What is to be remembered, though, is the joy and delight of a fully Caribbean service…the West Indian liturgy, a reggae setting for the music of the mass, hymns that rocked, commissioned hymns for the occasion, and even Bob Marley songs that the assembled group sang with total abandon. The passing of the peace was as vibrant and open as I have ever seen it, helped along by Marley’s One Love. (So much for the advice from my good nursing friends who, in the face of a flu epidemic, suggested no handshakes, no hugs!) This was no stodgy Anglican event at all, with the whole assembly gently swaying almost without being conscious of it. The sharpness of the intercessions included strong sections like:
We pray for men and women in their daily lives:
For those who do too little and expect too much,
For those who earn too little and work too much,
For those who want to work and cannot.
The Archbishop’s sermon was also compelling, calling us all to serve others so that our church, our world, would not leave anyone in need. And the Bishop of Jamaica and the Caymen Islands, Alfred Reid, whom I met years ago at a Partners in Mission consultation, must have been overjoyed as he looked over the congregation during the Great Thanksgiving.
I always enjoy a liturgy in another land…we Anglicans always have the same form, the same general components within a Eucharist, enough to make us feel at home wherever we are. But in another culture, there are slight differences in wording or emphasis that sharpen my understanding of what is really going on. Some phrases that I noted today with pleasure were “In every age your steadfast love/Has called us to return,/To live in union with you” and “And by the power of the Holy Spirit/ You have gathered a people to yourself/To make known in every place/His perfect offering…”
A full day it would have been with just this service to feed us, but there is more.
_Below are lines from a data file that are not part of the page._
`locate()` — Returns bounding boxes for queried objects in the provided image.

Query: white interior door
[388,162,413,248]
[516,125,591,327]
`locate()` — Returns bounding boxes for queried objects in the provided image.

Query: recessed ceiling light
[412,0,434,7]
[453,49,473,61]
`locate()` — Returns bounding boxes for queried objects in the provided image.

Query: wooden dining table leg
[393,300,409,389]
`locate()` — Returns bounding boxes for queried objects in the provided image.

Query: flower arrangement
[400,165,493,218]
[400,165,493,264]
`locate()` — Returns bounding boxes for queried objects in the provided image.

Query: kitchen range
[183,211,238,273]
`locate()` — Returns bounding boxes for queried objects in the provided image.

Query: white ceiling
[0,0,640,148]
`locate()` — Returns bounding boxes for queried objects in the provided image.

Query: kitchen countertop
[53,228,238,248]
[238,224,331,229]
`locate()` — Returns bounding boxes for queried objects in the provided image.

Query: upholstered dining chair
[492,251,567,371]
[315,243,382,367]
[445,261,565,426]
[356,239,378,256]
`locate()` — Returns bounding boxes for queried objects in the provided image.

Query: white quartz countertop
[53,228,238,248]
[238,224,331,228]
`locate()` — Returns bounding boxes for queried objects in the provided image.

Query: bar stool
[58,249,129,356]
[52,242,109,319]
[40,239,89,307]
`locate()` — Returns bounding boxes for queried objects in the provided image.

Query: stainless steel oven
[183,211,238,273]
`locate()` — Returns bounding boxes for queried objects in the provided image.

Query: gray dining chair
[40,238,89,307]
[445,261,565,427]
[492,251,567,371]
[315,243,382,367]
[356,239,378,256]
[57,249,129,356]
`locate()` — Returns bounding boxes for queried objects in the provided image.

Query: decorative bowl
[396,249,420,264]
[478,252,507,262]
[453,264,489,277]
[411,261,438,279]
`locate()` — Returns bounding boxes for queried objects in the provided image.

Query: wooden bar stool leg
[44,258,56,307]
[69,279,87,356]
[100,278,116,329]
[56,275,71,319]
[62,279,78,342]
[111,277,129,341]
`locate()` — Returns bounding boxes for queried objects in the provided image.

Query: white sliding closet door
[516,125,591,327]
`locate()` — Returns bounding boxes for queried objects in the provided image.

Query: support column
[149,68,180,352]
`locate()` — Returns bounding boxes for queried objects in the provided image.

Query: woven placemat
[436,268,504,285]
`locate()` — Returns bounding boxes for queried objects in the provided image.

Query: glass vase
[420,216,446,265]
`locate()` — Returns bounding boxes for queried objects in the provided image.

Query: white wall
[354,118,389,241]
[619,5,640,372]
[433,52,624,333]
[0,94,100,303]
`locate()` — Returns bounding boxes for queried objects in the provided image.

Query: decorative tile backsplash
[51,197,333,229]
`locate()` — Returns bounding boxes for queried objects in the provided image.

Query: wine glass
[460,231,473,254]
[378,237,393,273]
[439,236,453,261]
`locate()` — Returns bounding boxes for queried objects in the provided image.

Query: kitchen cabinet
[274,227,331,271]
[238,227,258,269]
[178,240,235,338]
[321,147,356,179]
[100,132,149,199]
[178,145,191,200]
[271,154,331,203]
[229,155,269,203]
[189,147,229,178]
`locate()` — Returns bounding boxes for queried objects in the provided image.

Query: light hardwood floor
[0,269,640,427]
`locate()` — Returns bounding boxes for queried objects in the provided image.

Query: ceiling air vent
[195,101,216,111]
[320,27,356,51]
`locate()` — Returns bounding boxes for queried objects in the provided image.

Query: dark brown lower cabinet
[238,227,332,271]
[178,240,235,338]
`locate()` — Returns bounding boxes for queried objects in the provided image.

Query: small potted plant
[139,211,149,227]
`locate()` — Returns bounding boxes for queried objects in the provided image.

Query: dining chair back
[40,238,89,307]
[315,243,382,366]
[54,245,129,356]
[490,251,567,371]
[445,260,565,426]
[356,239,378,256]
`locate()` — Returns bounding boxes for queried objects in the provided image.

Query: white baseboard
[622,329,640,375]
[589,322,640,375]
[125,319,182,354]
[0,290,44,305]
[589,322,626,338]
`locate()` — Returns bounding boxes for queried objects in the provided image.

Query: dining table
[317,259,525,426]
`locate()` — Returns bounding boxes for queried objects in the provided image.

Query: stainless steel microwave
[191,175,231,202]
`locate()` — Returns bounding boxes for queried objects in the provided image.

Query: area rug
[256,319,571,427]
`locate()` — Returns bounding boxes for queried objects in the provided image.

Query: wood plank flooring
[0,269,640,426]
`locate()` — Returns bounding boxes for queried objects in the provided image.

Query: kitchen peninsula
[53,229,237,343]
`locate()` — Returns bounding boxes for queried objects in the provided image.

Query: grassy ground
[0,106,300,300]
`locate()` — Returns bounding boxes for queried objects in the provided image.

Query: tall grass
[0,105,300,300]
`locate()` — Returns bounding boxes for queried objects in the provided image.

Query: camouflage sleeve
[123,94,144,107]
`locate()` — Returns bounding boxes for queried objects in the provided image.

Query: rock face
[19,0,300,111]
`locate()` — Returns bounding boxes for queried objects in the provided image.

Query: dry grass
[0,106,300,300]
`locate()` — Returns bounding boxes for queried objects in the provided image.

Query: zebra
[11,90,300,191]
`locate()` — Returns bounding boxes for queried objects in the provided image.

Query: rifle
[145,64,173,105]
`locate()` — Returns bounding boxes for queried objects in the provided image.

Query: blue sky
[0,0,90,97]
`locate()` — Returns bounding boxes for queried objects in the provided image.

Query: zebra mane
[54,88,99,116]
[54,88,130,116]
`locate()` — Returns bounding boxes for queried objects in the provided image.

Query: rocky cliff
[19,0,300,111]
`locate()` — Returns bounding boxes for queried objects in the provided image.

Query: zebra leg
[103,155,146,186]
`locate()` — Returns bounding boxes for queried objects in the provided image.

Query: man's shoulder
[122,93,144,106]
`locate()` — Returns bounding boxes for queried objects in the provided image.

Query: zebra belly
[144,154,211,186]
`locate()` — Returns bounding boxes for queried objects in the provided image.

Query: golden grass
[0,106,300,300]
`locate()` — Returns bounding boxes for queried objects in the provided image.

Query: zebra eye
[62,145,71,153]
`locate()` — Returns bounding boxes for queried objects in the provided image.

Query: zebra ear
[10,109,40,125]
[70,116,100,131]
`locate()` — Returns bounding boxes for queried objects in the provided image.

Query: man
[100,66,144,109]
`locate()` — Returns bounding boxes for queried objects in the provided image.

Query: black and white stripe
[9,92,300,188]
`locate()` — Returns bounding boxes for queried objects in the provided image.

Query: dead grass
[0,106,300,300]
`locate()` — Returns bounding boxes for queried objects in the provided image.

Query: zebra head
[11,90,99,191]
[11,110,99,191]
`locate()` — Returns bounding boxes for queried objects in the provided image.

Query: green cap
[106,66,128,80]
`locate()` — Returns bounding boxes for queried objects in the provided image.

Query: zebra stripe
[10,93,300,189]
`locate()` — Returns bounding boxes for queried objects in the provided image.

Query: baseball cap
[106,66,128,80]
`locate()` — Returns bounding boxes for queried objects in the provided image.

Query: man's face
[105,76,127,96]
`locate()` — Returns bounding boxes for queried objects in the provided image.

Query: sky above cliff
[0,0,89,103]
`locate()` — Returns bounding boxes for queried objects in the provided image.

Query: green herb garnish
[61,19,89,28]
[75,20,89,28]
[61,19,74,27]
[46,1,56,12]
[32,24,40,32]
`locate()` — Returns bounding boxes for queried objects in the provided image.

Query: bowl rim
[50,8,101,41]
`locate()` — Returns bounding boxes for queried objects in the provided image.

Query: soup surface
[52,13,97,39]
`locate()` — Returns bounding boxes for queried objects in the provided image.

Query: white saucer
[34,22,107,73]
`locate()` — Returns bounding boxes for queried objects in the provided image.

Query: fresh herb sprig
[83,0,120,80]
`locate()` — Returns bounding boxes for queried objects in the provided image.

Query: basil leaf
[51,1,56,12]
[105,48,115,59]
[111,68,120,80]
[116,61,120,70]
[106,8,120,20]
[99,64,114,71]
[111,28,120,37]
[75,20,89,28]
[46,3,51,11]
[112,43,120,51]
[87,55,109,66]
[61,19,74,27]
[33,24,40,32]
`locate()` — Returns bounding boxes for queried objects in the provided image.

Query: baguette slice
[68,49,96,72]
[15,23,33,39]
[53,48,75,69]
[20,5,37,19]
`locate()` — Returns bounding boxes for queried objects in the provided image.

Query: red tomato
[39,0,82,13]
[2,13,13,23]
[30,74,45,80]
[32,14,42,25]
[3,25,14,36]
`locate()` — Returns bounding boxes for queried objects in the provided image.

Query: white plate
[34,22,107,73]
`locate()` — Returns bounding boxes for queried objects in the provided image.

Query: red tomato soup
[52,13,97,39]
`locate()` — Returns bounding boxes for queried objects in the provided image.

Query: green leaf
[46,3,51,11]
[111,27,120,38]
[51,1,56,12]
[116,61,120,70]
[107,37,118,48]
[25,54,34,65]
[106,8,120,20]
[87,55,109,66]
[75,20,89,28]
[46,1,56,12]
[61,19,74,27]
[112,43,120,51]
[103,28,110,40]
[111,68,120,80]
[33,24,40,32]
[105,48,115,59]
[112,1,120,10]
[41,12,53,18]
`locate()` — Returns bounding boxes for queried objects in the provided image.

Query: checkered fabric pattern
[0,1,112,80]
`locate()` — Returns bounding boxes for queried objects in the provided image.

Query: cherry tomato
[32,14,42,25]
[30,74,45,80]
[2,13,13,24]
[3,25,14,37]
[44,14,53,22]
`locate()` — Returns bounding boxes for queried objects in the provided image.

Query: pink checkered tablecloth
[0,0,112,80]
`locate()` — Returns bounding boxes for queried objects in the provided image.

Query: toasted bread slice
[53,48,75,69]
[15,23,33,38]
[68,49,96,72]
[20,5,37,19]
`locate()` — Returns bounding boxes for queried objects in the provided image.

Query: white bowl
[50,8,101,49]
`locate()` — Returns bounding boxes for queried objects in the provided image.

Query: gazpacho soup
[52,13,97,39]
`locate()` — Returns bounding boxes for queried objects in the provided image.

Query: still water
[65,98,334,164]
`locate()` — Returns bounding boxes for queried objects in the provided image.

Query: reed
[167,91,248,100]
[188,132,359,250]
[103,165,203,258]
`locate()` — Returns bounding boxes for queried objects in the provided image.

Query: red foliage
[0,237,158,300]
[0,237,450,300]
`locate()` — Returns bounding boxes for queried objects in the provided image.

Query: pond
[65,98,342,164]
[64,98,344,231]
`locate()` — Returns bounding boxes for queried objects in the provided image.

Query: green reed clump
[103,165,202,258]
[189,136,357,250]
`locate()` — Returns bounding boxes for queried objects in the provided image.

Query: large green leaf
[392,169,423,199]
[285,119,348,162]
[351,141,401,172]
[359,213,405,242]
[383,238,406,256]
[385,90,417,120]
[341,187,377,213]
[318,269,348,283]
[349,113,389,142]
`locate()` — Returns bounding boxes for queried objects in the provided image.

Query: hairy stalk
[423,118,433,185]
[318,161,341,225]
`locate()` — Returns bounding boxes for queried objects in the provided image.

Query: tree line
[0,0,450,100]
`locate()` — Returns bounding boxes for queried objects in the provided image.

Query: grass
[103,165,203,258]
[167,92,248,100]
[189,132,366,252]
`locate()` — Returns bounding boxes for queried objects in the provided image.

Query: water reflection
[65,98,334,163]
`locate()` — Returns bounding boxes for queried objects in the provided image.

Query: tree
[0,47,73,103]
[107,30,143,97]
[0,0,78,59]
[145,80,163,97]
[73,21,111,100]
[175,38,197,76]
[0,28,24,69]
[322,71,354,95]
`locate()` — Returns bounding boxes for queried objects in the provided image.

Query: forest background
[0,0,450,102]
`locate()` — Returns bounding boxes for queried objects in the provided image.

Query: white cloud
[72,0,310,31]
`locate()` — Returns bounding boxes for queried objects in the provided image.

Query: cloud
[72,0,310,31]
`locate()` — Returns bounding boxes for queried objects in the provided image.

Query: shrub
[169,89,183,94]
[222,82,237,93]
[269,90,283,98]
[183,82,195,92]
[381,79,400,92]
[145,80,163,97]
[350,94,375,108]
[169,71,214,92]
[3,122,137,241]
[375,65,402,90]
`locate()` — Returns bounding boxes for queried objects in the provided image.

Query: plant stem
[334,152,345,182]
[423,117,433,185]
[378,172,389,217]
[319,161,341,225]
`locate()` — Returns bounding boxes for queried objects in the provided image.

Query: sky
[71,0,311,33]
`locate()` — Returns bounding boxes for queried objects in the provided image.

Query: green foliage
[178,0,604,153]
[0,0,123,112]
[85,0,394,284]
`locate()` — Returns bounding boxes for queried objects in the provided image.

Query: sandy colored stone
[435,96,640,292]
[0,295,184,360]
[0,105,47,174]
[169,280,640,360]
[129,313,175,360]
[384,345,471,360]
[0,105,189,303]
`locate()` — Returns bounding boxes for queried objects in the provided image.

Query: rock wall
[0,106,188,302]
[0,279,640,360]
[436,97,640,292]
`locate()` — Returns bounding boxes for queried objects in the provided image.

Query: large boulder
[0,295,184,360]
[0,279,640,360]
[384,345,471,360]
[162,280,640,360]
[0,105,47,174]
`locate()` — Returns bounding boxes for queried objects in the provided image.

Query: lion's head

I’ve just come back from a kind of “market” that showed off the various Anglican Networks’ work. Some of the networks are well known, (Peace and Justice, Women’s, Indigenous Peoples), but there are others that drew my attention as well. I think many of us in parishes in Canada would benefit from connecting with networks on topics that give our specific ministry passion. It seems to me that it is one way for our prophets in environmental issues, in education, in family issues, to feel less alone. I’ll have to think of ways that the word can be spread to people in parishes that have not known of their colleagues in other parts of the world.
But not right now. Am off to put my feet up before dinner and perhaps catch a wee bit of shut-eye. This was really a day “that the Lord hath made!”